The Aquino government has earmarked P7.7 billion for reproductive health programs in the 2012 budget, prompting two senators to suggest that there may no longer be any need for Congress to pass the controversial reproductive health (RH) bill.
The amount is included in the proposed 2012 budget for the Department of Health (DOH), which has lined up a number of projects, such as RH services and planned-parenthood programs.
During the hearings on the DOH budget late Wednesday, Senator Franklin Drilon, the finance committee chairman who was defending the DOH budget on the floor, said the P7.7-billion allocation was “interrelated to the RH bill.”
Majority Leader Vicente Sotto III, an opponent of the controversial RH bill, pounced on this.
Sotto asked Drilon if “even without the passage of the RH bill, Filipino women will not be deprived of any reproductive health services… because of the reproductive health program contained in the budget of the Department of Health.”
Drilon answered that the allocation would benefit only “50 percent of the women belonging to the lowest quintile of our economic strata,” which would translate to around 5.2 million households earning less than P6,000 a month per family.
“It is the lack of funds that would dictate that the services be limited to 50 percent,” he said.
Senator Loren Legarda later joined the exchange, asking that “if the resources are available anyway to fund the RH bill, why would we need to enact a bill?”
“If the resources are (at present) inadequate to serve the whole 100 percent (of the poorest women), why do we need to enact a reproductive health bill if it will be an unfunded law?” she said.
She asked why funding resources are not just concentrated on the DOH budget so that all of “the poorest of the poor Filipino women” can be served.
Drilon declined to answer and gave the floor to Sotto, who said Congress should just give the DOH the additional funds.
“We do not need to enact a bill that will make it into a law,” he said.
Senate Bill No. 2865, the upper chamber’s version of the RH measure, is set for plenary deliberations in January.
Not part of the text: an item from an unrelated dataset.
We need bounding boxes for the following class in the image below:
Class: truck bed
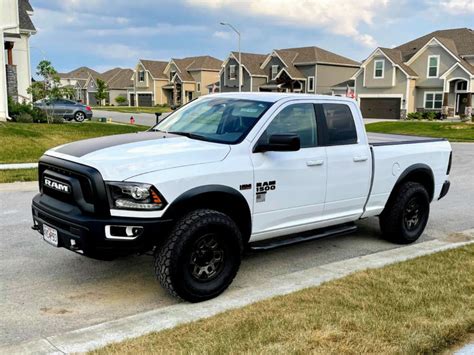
[367,132,446,146]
The Senate opted to concentrate on the passage of the proposed P1.8-trillion national budget for 2012 for the remaining sessions this year.
Included in the proposed RH budget next year is a P300-million allocation for “commodities” under the so-called Maternal Newborn Child Health Nutrition program.
Drilon admitted that the allocation would include “family planning supplies.” Under questioning by Sotto, he said they could include condoms and intrauterine devices, depending on the decision of a particular local government unit, which would receive the funds.
Senate President Juan Ponce Enrile noted that proponents of SB 2865 “want to declare (such contraceptives) by law as essential medicine.”
Sotto also questioned the allocation of P1.7 billion for a vaccination program benefiting senior citizens aged between 60 and 69. He said he would propose during the amendments period that the funding for the vaccination program be undertaken by the Philippine Health Insurance Corp.
The P1.7 billion could then be used for “other important undertakings” such as to fund state colleges and universities, he said.